Cui Yan was a close friend of Sima Lang. When Sima Lang's younger brother Sima Yi was still young, Cui Yan once told Sima Lang, "Your younger brother is intelligent, perceptive and strong. He'll surpass you in the future." Sima Lang disagreed with Cui Yan and they often debated about this.

Cui Yan's younger cousin, Cui Lin, was not highly regarded when he was young. However, Cui Yan said, "He's what we call a 'late bloomer'. He'll go far in the future." When Sun Li and Lu Yu first came to serve under Cao Cao, Cui Yan said, "Sun Li is energetic, strong and decisive, while Lu Yu is alert, sensible and resilient. Both of them are capable of shouldering great responsibilities in the future." As Cui Yan foresaw, Cui Lin, Sun Li and Lu Yu rose to prominence later and they became important officials in the state of Cao Wei (established by Cao Pi) during the Three Kingdoms period.

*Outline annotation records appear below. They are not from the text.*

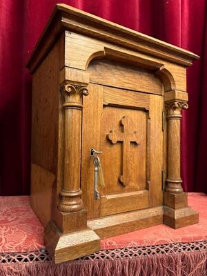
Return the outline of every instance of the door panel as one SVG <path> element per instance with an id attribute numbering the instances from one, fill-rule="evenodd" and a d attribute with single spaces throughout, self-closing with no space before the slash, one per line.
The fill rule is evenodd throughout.
<path id="1" fill-rule="evenodd" d="M 154 176 L 152 185 L 151 173 L 157 173 L 162 166 L 161 126 L 158 129 L 160 123 L 157 122 L 158 117 L 159 121 L 161 118 L 162 97 L 95 84 L 90 84 L 88 90 L 83 101 L 81 160 L 81 189 L 88 218 L 158 205 L 161 181 Z M 157 99 L 155 108 L 151 96 Z M 151 155 L 157 149 L 152 129 L 153 137 L 159 139 L 157 145 L 161 144 L 155 153 L 159 159 L 153 165 Z M 98 188 L 99 199 L 93 198 L 92 148 L 103 151 L 100 159 L 105 186 Z"/>

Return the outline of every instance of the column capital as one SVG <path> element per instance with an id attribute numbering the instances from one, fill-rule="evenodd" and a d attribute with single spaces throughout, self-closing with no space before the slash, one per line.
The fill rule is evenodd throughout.
<path id="1" fill-rule="evenodd" d="M 89 92 L 86 86 L 72 84 L 68 82 L 61 83 L 60 91 L 63 96 L 63 108 L 82 109 L 82 96 L 88 95 Z"/>

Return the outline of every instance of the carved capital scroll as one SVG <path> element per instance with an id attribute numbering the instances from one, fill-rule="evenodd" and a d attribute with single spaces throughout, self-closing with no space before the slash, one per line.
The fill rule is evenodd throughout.
<path id="1" fill-rule="evenodd" d="M 80 188 L 82 96 L 88 95 L 86 86 L 63 83 L 61 86 L 64 110 L 63 183 L 59 210 L 76 212 L 83 209 Z"/>
<path id="2" fill-rule="evenodd" d="M 182 117 L 181 114 L 182 109 L 188 108 L 188 105 L 187 103 L 173 101 L 170 103 L 166 103 L 166 107 L 168 112 L 166 117 L 168 120 L 172 119 L 180 119 Z"/>
<path id="3" fill-rule="evenodd" d="M 88 91 L 86 87 L 75 86 L 65 83 L 61 86 L 61 91 L 64 97 L 64 103 L 63 108 L 64 109 L 70 108 L 77 108 L 81 109 L 82 96 L 88 95 Z"/>
<path id="4" fill-rule="evenodd" d="M 168 120 L 168 177 L 166 191 L 183 193 L 180 177 L 180 121 L 182 109 L 188 107 L 186 102 L 166 103 Z"/>

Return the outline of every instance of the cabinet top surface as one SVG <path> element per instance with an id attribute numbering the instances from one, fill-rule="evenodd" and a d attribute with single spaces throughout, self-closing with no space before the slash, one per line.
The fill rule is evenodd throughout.
<path id="1" fill-rule="evenodd" d="M 126 48 L 170 60 L 184 66 L 192 64 L 197 55 L 152 37 L 110 22 L 66 4 L 57 4 L 50 17 L 27 64 L 43 55 L 54 44 L 57 36 L 69 30 L 106 41 Z"/>

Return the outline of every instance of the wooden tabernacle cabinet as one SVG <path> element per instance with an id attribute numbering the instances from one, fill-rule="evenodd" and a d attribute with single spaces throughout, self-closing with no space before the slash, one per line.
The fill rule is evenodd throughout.
<path id="1" fill-rule="evenodd" d="M 31 205 L 56 263 L 99 250 L 102 238 L 198 221 L 180 177 L 186 70 L 198 57 L 56 6 L 28 63 Z"/>

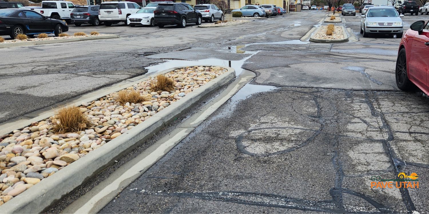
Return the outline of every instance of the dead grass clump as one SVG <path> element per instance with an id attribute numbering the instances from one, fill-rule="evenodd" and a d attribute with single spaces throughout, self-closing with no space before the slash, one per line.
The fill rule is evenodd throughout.
<path id="1" fill-rule="evenodd" d="M 148 97 L 144 97 L 140 94 L 138 91 L 122 90 L 118 92 L 116 101 L 121 104 L 127 103 L 140 103 L 145 101 L 150 101 L 151 98 Z"/>
<path id="2" fill-rule="evenodd" d="M 25 34 L 18 34 L 16 35 L 16 39 L 20 40 L 24 40 L 28 39 L 28 37 Z"/>
<path id="3" fill-rule="evenodd" d="M 151 89 L 154 92 L 157 91 L 169 92 L 174 89 L 174 81 L 173 79 L 163 74 L 157 76 L 156 83 L 154 84 L 152 80 L 151 85 Z"/>
<path id="4" fill-rule="evenodd" d="M 60 109 L 55 112 L 54 123 L 54 131 L 57 133 L 76 132 L 90 127 L 88 117 L 74 105 Z"/>
<path id="5" fill-rule="evenodd" d="M 335 30 L 335 26 L 334 26 L 334 25 L 332 24 L 328 24 L 328 29 L 333 31 L 334 30 Z"/>
<path id="6" fill-rule="evenodd" d="M 75 36 L 85 36 L 86 33 L 83 32 L 76 32 L 74 34 Z"/>
<path id="7" fill-rule="evenodd" d="M 37 36 L 37 38 L 39 39 L 47 38 L 48 34 L 46 34 L 46 33 L 40 33 Z"/>

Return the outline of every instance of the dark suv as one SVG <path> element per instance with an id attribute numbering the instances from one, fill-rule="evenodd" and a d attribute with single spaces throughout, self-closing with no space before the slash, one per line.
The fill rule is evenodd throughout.
<path id="1" fill-rule="evenodd" d="M 185 27 L 187 23 L 201 24 L 202 15 L 190 4 L 186 3 L 163 3 L 154 11 L 155 24 L 160 27 L 167 24 L 177 24 Z"/>
<path id="2" fill-rule="evenodd" d="M 20 8 L 24 6 L 21 2 L 0 2 L 0 9 L 6 8 Z"/>
<path id="3" fill-rule="evenodd" d="M 87 5 L 75 7 L 70 14 L 72 23 L 76 26 L 82 24 L 91 24 L 98 26 L 101 24 L 98 19 L 98 10 L 100 5 Z"/>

Two of Cui Yan's ex-classmates, Gongsun Fang (公孫方) and Song Jie (宋階), who studied together with him under Zheng Xuan, died early. Cui Yan adopted their children and treated them as if they were his own children.

==Appraisal==
The Xianxian Xingzhuang (先賢行狀) mentioned, "Cui Yan was noble and virtuous, possessed foresight, promoted ethics, and stood dignified in the imperial court. According to early records from Wei, his bureau was orderly and free of corruption throughout the ten years or so when he held office. He was well versed in literary and military arts, and had recommended many talents to serve in the government. [...]"

Chen Shou, who wrote Cui Yan's biography in the Sanguozhi, commented on Cui as follows, "Cui Yan's moral character was the most sound, [...] yet they were unable to avoid being killed. What a pity!" After writing about Cui Yan's death, Chen added: "Cao Cao was a suspicious person. He killed those whom he could not tolerate or bore grudges against because they had shown disrespect towards him. Among his victims – Kong Rong, Xu You, Lou Gui and others – Cui Yan is the most lamented. Until today, Cui Yan's case is still regarded as one of grave injustice."

During the reign of the Wei emperor Cao Rui in the Three Kingdoms period, Cui Lin (Cui Yan's cousin) and Chen Qun had a discussion on famous people from Ji Province. Cui Lin felt that Cui Yan was the most outstanding among all of them, but Chen Qun disagreed, saying that "intelligence alone is insufficient for a person to survive". Cui Lin replied, "We only get to see a real man by sheer coincidence. People like you only consider obtaining fame and fortune the best achievements in life."